Celebration can be tricky

celebrate-yourselfYesterday was my first wedding anniversary…or the seventh…we count both. Marriage can be hard, and for my husband and I, it was, and it wasn’t forever. But through healing, forgiveness and reconciliation, we remarried one year ago. So we count one year, and we count the prior six, we’ve earned them.

 

Leading up to our anniversary, I had a sense that it was a celebration. A big deal. I’ve also learned about my husband that he likes to celebrate and he’s really good at it. I’ve fallen short, something I’m aware of and strive to improve. The tangible stuff I do. I looked up the traditional gifts for seven-year anniversaries, copper, ok, worked that in. We’d planned to go away for the weekend, in fact we are away for the weekend as I write this. Santa Cruz – beautiful setting – awesome hotel – couples’ massage (that was his gift to me – score!) – great dinner. A proper weekend getaway to be sure. Of course, my husband started a couple days ago sending me a gorgeous bouquet to work – gaining him major points with the women at work. He outdoes himself for every celebration.

But for me, something is missing inside me. Not just in this celebration, in every situation where there is genuine cause to celebrate. You can guarantee I was not the mom giving trophies for showing up. Sorry boys. There’s something in how my brain is wired that sees accomplishment as an expectation. To say I am a high achiever is an understatement. At least with things I set my mind to. But celebrating those accomplishments? I basically don’t.

It’s not that I think every accomplishment needs fireworks, don’t misunderstand me. What I’ve noticed though is the feeling I have inside. It’s a flat, “ok, so check that one off.” I think about a comment my Dad made to me a couple years ago. I had decided to walk a marathon (I am not a runner – at all – I don’t even fake it). He said to me, “Do you really think you can’t walk a marathon?” No, I was sure I could do it. “Then why do it?” His comment really summed up my thinking. I knew I could do it. Not because I’d trained or was a fast walking champion, I just knew if I started I’d finish. It was the expectation element. So when I did, it was cool and all, but my inside self was flat.

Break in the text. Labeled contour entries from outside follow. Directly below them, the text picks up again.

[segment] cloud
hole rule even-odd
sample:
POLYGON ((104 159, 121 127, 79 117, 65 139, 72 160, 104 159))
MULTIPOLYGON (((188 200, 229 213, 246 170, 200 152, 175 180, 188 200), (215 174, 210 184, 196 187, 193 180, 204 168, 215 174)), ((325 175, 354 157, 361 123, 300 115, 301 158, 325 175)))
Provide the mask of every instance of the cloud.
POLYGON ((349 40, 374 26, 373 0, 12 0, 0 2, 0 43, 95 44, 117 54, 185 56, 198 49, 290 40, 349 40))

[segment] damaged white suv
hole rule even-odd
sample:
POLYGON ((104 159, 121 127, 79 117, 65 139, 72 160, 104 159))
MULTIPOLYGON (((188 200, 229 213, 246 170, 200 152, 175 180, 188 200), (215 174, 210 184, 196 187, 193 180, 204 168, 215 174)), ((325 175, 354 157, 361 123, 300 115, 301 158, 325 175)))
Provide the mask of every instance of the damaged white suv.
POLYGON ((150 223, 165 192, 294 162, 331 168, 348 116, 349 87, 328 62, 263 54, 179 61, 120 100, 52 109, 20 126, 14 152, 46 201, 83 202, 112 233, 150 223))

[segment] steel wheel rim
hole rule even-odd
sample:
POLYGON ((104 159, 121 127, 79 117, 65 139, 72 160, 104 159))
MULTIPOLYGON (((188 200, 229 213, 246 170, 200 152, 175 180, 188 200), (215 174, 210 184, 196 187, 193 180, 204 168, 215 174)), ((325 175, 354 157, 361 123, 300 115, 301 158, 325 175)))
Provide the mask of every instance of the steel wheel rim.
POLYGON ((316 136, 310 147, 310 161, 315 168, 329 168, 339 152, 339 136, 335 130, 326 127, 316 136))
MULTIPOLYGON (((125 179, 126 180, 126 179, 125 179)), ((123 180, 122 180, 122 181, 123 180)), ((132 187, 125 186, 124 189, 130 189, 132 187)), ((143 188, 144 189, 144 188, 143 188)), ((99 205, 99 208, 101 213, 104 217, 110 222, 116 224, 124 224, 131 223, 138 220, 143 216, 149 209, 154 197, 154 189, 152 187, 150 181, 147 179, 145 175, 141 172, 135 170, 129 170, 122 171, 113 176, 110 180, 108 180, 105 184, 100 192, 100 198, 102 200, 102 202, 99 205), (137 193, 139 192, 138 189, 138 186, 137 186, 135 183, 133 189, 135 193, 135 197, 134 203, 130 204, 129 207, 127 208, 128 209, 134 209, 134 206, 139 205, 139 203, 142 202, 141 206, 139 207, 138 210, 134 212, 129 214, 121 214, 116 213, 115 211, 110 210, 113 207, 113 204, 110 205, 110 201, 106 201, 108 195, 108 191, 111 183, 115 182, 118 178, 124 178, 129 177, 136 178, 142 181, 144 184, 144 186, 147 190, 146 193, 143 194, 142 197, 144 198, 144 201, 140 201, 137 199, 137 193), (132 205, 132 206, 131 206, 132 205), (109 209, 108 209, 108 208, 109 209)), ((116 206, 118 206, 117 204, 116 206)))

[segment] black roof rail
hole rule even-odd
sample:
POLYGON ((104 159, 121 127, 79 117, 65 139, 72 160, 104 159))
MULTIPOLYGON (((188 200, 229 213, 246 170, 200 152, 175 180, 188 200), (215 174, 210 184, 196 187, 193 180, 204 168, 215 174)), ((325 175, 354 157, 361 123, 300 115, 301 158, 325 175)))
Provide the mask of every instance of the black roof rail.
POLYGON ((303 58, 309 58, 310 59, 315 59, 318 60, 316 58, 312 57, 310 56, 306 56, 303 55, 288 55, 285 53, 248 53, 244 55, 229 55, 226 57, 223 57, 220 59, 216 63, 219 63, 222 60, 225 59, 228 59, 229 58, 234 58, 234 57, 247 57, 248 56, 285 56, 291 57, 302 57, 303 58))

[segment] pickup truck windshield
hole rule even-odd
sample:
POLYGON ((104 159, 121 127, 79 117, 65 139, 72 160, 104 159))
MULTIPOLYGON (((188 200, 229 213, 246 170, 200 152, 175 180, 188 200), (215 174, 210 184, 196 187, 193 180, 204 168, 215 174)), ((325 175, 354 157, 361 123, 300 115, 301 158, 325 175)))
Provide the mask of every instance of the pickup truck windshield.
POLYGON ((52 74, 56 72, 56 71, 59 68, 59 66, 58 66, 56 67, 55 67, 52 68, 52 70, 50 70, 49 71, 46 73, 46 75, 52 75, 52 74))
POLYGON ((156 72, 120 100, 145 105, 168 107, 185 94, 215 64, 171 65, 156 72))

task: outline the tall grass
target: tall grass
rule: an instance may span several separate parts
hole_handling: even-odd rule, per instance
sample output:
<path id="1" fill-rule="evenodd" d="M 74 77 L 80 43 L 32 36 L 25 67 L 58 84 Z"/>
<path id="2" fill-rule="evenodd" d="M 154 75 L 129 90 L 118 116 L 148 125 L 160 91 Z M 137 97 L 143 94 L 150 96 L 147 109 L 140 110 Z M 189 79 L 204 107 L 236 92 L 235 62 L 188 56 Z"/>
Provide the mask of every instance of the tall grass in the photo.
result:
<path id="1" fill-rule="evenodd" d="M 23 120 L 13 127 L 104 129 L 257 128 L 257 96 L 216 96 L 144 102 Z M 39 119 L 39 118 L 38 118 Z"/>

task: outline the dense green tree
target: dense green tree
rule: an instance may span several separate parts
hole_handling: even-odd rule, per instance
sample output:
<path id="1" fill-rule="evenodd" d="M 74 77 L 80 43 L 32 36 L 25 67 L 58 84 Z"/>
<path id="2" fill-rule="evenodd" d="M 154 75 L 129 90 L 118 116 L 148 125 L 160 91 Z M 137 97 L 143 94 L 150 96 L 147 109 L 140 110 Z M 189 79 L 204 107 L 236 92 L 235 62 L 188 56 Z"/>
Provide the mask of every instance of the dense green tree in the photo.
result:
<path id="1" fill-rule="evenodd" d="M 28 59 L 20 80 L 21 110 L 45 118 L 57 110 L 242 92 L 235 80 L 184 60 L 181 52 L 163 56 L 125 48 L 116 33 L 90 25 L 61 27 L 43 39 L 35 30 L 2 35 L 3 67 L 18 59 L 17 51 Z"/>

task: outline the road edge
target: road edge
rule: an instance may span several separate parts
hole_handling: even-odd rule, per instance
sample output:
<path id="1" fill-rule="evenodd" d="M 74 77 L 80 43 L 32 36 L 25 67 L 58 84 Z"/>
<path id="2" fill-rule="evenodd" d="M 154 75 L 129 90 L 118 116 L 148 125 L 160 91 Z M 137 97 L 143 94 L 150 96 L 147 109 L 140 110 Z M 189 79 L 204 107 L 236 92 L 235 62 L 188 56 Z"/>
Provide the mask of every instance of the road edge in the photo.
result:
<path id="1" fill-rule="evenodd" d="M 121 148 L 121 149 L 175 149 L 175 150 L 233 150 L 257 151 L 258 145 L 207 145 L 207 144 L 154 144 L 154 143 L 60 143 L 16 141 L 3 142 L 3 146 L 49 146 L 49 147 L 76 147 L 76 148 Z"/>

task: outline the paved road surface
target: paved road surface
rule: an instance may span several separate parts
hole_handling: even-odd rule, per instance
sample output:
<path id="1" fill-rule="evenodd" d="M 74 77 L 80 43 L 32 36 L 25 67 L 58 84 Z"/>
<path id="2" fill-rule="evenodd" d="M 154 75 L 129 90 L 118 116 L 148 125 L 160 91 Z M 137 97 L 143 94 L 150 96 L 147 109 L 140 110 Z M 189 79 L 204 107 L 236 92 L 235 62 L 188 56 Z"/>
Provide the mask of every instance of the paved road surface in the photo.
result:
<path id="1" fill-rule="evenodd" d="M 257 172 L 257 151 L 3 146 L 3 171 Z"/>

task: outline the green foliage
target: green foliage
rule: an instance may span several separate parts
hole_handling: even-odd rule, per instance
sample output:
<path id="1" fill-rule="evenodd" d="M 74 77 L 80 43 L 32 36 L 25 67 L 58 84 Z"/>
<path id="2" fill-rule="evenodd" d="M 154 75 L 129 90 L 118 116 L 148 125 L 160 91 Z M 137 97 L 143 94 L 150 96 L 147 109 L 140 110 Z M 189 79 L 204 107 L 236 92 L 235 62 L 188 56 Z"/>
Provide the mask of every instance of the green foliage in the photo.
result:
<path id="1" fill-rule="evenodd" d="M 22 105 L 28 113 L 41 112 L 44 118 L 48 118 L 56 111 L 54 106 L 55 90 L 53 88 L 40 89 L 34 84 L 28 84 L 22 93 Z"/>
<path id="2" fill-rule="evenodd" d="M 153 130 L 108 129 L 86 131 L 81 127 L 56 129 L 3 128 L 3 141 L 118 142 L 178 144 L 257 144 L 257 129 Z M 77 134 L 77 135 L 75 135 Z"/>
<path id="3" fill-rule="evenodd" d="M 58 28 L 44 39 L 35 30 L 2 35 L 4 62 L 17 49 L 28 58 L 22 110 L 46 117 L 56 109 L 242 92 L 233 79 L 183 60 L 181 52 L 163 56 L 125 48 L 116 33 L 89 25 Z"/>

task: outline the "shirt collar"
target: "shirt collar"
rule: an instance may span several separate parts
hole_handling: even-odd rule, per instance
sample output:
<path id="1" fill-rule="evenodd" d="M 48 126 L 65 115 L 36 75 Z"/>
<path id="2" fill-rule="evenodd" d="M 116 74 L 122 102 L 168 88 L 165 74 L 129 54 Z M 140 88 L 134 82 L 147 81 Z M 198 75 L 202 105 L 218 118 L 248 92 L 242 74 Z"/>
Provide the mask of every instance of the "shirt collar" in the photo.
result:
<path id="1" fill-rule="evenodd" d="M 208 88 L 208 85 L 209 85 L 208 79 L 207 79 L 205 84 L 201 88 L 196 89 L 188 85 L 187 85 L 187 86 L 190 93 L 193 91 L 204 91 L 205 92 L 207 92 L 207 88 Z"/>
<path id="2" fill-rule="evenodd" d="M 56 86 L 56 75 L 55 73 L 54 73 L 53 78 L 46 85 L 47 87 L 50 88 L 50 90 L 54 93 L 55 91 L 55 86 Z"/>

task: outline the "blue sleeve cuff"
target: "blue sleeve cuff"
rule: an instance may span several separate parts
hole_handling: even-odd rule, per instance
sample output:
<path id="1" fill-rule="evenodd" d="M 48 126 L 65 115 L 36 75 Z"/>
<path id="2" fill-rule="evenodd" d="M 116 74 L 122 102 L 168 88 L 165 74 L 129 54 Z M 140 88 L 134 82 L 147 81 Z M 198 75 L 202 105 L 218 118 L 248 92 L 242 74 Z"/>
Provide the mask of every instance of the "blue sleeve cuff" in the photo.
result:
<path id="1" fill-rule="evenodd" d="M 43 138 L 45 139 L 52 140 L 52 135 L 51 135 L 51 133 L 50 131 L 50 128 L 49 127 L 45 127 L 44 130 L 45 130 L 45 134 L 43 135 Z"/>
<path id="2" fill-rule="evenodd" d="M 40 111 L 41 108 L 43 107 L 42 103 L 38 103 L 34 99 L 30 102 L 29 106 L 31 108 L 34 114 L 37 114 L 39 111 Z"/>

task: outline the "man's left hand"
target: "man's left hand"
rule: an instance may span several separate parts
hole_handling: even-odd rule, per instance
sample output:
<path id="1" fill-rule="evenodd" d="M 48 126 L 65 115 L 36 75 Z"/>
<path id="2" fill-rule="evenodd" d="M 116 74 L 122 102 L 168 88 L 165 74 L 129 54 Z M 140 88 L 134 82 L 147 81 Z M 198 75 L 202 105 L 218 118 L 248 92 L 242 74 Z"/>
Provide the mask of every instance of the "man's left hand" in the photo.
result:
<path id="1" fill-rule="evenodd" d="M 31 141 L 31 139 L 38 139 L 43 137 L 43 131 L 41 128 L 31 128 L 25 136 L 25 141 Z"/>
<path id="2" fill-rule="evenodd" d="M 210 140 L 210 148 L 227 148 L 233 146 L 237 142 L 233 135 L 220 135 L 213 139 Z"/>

I like celebrating other people, their accomplishments, their success. Seeing their joy, their pride. Joining in that gives me the warm fuzzies. The part I struggle with is the inner feeling of celebration – maybe it’s a self-pride in accomplishment. Not pride in a bad way, but pride in hard work. Whether I can do whatever it is I set my mind to isn’t the point, I still do the work hard to get there. Case in point, my marriage. It was hard work to get where we are today, that is something to celebrate.

And it’s not about other people celebrating me. It’s the inner dialogue. Is anyone else nodding their heads with me? There is value in celebrating your own success, not to the point of negative pride, but in encouragement. You see it throughout history, it’s even in the Bible.  It seems to me it’s a reprogramming for the sake of self-encouragement. It’s not brushing off accomplishment but taking a moment to pause.

Here’s the a-ha moment. It’s about being thankful. Grateful for the gifts and talents God has given you, given me. Thankful you’ve been able to use them to help others. There’s an authentic part to it, recognizing that your talents, your gifts, they make up who you are.  Celebrate how you’ve been able to use them, and continue to use them, as often as you can. Live in that spirit of thankfulness, gratefulness. That, my friends, is how I’ll choose to celebrate, grateful for my inner gifts that drive me to accomplish crazy things at times. Today, I’ll celebrate my gratefulness for the restoration of my marriage, and for my husband.

What do you need to celebrate today? Do it. Bring a spirit of gratefulness to it and just be with yourself, even if just for a moment. I’m celebrating with you.